Enquanto alguns moradores de Bento Rodrigues voltavam às casas para resgatar documentos e pertences, o garimpeiro João Leôncio Martins, de 63 anos, procurava o amigo Fred, um dos quatro cães de estimação dele. Assobiando entre os destroços, ele acredita que o fiel escudeiro corra para o tão esperado reencontro. “Ele é companheiro. É a mesma coisa de uma pessoa. Gosto muito dele”. Na tentativa de encontrar o cão, João já foi quatro vezes ao distrito procurá-lo.

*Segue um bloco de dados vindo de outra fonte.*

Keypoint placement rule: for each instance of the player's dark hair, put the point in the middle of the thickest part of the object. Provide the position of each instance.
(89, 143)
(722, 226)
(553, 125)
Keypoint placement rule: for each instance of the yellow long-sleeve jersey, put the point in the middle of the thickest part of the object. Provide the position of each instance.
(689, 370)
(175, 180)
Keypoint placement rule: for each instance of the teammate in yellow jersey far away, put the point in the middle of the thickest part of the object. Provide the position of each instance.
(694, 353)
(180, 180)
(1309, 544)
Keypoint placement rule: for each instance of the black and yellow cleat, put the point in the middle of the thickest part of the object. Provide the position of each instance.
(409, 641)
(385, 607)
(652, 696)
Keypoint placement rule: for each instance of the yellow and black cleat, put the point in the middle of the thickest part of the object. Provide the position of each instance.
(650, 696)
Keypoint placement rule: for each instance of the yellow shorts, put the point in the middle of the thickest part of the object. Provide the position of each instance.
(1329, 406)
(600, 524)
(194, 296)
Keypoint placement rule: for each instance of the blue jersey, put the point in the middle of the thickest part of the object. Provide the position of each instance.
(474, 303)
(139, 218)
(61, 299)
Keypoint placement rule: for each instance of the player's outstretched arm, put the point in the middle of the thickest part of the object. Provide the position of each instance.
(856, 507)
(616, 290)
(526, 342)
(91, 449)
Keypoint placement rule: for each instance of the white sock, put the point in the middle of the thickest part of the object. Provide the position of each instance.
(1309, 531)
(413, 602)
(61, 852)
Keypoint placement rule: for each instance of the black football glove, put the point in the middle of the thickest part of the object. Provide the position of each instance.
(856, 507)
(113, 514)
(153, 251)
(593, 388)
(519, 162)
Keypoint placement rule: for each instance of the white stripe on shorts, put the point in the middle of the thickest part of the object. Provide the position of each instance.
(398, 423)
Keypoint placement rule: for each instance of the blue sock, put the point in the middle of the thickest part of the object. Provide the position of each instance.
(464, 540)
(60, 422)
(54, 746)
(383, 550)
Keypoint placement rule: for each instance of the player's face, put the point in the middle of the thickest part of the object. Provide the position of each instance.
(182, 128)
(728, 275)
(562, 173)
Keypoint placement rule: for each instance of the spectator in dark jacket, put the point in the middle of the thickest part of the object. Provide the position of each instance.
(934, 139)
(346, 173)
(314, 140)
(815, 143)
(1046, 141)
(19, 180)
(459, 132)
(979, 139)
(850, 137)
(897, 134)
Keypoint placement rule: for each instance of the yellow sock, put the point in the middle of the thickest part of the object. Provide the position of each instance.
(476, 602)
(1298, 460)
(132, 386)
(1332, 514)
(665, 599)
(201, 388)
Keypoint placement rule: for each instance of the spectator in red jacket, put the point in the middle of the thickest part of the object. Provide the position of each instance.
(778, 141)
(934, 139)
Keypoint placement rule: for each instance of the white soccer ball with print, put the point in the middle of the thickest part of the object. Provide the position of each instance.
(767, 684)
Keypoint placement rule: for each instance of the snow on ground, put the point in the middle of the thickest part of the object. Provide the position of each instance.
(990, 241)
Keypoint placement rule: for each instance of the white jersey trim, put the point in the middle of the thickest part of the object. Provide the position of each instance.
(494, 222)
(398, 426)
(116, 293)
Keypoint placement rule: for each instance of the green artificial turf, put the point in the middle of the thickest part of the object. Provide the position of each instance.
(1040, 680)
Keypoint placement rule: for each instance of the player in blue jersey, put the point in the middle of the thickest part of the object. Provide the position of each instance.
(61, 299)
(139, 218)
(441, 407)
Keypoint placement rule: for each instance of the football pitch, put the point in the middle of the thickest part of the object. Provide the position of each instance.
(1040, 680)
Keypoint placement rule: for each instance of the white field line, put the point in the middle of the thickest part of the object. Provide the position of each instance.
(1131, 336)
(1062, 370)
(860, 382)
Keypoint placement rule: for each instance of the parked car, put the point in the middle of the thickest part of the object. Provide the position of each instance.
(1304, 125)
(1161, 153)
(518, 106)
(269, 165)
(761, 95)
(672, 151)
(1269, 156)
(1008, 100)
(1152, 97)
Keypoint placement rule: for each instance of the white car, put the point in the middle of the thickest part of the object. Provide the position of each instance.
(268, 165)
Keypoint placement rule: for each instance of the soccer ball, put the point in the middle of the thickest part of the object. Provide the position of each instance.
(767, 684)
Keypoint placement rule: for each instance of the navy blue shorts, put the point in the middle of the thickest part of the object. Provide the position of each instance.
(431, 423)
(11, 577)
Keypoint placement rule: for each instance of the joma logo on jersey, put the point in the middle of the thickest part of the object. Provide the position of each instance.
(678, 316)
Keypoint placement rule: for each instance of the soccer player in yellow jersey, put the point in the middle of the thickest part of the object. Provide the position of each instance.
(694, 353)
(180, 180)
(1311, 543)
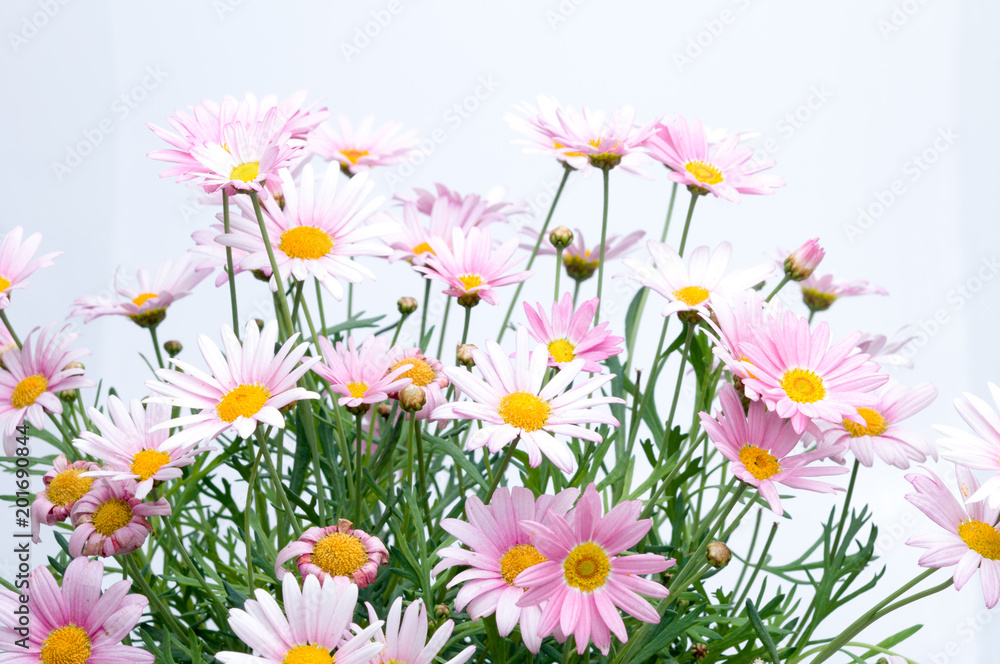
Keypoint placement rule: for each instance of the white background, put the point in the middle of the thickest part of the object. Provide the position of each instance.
(849, 92)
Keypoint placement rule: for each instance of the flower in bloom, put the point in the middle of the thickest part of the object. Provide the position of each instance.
(314, 628)
(358, 149)
(17, 261)
(110, 521)
(147, 304)
(246, 386)
(315, 232)
(758, 444)
(405, 638)
(34, 374)
(693, 287)
(512, 403)
(802, 377)
(881, 433)
(471, 268)
(339, 550)
(64, 485)
(584, 579)
(75, 623)
(971, 541)
(724, 170)
(500, 548)
(569, 336)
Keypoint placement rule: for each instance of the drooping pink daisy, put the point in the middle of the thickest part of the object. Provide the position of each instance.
(585, 579)
(246, 386)
(971, 541)
(500, 548)
(340, 550)
(405, 640)
(514, 402)
(881, 433)
(802, 377)
(317, 629)
(64, 485)
(569, 336)
(110, 521)
(75, 623)
(147, 304)
(17, 261)
(758, 445)
(694, 286)
(34, 375)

O garimpeiro relembra que todo dia de manhã saía com os quatro cachorros para procurar tesouros escondidos no rio Gualaxo. Na hora em que a lama invadiu a comunidade, ele viu a cachorra Leite voltando para casa e, por isso, acredita que tenha perdido outra amiga para a tragédia. Outros dois cães, o Malhado e o Teimoso, estão na casa da filha em Santa Rita, mas já fugiram diversas vezes para Bento Rodrigues na esperança de rever o lar. O garimpeiro espera sair do quarto de hotel onde está hospedado para uma casa com quintal, onde possa viver com a família e os animais de estimação.